Лицо мое, вероятно, так ясно передавало мое состояние, что матушка, взглянув на меня, оказала:
— Ты, кажется, не совсем здоров, дитя мое?
— Да, maman, — отвечал я, — мне что-то холодно, и я чувствую звон в ушах.
— Это тебе надуло в голову, когда ты вчера курил у форточки. Поди ляг в свою постель и постарайся успокоиться: сегодня вечером ты должен идти к твоему дяде, а завтра подашь ему просьбу о принятии тебя на службу в его канцелярию.
— Как, maman, я должен идти к нему без вас?! — воскликнул я, почувствовав некоторый страх при мысли о свидании с статским генералом, занимавшим, по тогдашним моим понятиям, чрезвычайно важную должность.
— Да; ты должен идти один, — отвечала матушка и рассказала мне, что когда я утром ходил к Альтанским, мой двоюродный дядя, этот важный статский генерал, был у нее и передал свое желание немедленно со мною познакомиться. — А знакомиться с ним, — добавила maman, — тебе гораздо лучше один на один, чем бы ты выглядывал, как цыпленок, из-под крыла матери. Притом же тебе надо привыкать к обхождению с людьми и уметь самому ставить себя на настоящую ногу; а это приобретается только навыком и практикой.

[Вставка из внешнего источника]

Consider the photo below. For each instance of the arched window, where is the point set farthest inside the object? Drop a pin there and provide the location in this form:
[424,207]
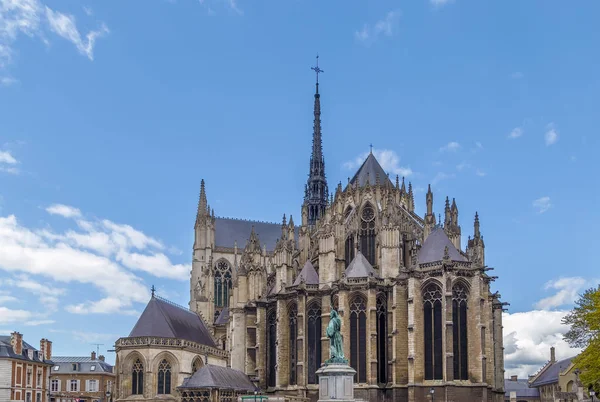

«Опять практика!» — подумал я, упав в постель с тревожною мыслию, что вокруг меня что-то тяжело и совсем не так, как бы мне хотелось. А отчего мне было тяжело и как бы я хотел учредить по-иному — этого я не знал; но только воображение несмело и робко, словно откуда-то издалека, нашептывало мне, что моя maman, без сомнения, строгая, нравственная и в высшей степени благородная, но сухая женщина, — и я вдруг вспомнил об отце и, кусая концы носового платка, который держал у лица, тихо заплакал о покойном. Мне показалось, что мы с отцом «терпим одинакую участь» от тяжести живо нами сознаваемого высокого, но уж слишком авторитетного превосходства матери, между тем как есть же на свете кто-нибудь, к кому она мягче и снисходительнее. Письмо к Филиппу Кольбергу, которое я отдал утром на почту, мелькнуло перед моими глазами, — и сам Филипп Кольберг, которого я никогда не видел, вдруг нарисовался в моих мысленных очах так ярко и отчетливо, что я склонен был принять это за видение — и затем начался сон, который во всяком случае был приятнее описанного бдения. Мне снилось, будто Филипп Кольберг, высокий, чрезвычайно стройный и сильный человек с длинными темно-русыми кудрями, огромными густыми усами и густой же длинной эспаньолеткой, смотрел на меня умными, энергическими, как небо голубыми глазами — и, сжимая мою руку, говорил:
— Да; ты отгадал: я люблю твою мать, я люблю ее, люблю, люблю как херувим любит бога, потому что видеть его благость и величие и не любить его невозможно, и мы с тобою сольемся в этой любви и полетим за нею в ее сфере. Гляди!
Он указал мне на плывущую в эфире яркую, светлым теплым пламенем горящую звезду, в сфере которой мы неслись неведомо куда, и вокруг нас не было ничего ни над нами, ни под нами — только тихая лазурь и тихое чувство в сердцах, стремящихся за нашею звездою.